Notes About Checkin 393a3d19ae
Login

JSON parsing performance was measured by this script:

.param init
INSERT INTO temp.[$Parameters](key,value) 
VALUES('$json',readfile('/home/drh/tmp/gsoc-2018.json'));
SELECT length(printf('{"a":%d,"b":%s}',50,$json));
.timer on
WITH RECURSIVE c(x) AS (VALUES(1) UNION ALL SELECT x+1 FROM c WHERE x<1000)
SELECT DISTINCT json_valid(printf('{"a":%d,"b":%s}',x,$json)) FROM c;

WITH RECURSIVE c(x) AS (VALUES(1) UNION ALL SELECT x+1 FROM c WHERE x<1000)
SELECT DISTINCT substr(printf('{"a":%d,"b":%s}',x,$json),1,5) FROM c;

It is necessary to feed slightly different JSON strings into the parser on each cycle in order to overcome the json cache.
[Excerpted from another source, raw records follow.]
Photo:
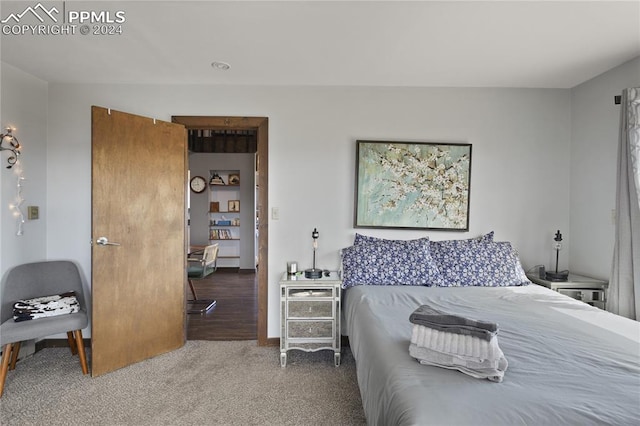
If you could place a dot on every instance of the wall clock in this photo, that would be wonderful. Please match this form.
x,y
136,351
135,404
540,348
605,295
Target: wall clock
x,y
198,184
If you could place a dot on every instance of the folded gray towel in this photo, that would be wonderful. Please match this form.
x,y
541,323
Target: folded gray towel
x,y
452,323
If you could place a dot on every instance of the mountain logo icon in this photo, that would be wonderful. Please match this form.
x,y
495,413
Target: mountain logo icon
x,y
39,11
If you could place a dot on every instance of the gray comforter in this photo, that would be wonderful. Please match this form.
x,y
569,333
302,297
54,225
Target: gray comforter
x,y
569,363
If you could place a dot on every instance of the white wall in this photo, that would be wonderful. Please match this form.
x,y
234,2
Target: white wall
x,y
594,156
519,178
23,107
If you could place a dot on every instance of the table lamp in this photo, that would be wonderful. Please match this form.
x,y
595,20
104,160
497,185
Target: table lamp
x,y
314,273
561,275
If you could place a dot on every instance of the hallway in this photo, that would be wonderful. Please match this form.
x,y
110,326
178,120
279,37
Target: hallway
x,y
235,315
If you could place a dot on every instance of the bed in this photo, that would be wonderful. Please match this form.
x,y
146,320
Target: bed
x,y
568,362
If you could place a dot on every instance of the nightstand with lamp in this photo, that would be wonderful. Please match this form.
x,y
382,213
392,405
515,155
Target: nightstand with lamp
x,y
589,290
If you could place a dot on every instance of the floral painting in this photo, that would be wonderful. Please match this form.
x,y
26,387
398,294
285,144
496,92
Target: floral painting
x,y
413,185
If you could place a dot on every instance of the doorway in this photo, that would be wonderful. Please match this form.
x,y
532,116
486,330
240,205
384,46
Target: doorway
x,y
258,125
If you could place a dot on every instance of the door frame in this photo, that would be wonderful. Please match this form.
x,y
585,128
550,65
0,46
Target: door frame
x,y
261,126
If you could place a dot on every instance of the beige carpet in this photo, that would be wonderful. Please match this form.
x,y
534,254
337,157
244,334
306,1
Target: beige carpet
x,y
203,383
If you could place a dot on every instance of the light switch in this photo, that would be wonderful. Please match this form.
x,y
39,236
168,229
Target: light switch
x,y
33,212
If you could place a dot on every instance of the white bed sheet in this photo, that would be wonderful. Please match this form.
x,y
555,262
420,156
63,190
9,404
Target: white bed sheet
x,y
569,363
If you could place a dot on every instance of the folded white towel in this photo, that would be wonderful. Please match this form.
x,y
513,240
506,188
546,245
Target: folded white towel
x,y
471,347
471,355
451,362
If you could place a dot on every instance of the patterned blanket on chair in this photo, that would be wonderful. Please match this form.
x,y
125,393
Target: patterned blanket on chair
x,y
47,306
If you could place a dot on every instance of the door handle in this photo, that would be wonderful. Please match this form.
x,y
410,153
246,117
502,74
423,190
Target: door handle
x,y
104,241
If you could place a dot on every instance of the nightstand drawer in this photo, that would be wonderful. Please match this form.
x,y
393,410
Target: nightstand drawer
x,y
590,296
309,329
310,292
310,309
The first query (after starting the timer) measure the parser speed. The second query measure all of the extraneous non-parsing overhead of the first query. The idea is that the time used by the parser is the time of the first query minus the overhead time of the second query. Running the script above on an optimized version of SQLite on a 4-year-old Ubuntu desktop gives:

3327844
1
Run Time: real 3.218 user 3.176000 sys 0.040000
{"a":
Run Time: real 0.275 user 0.268000 sys 0.008000

So roughly 3 seconds were used to parse 3,327,844,000 bytes of JSON, which gives a parsing speed in excess of 1.1 GB/s. Round it down to an even 1 GB/s to be conservative.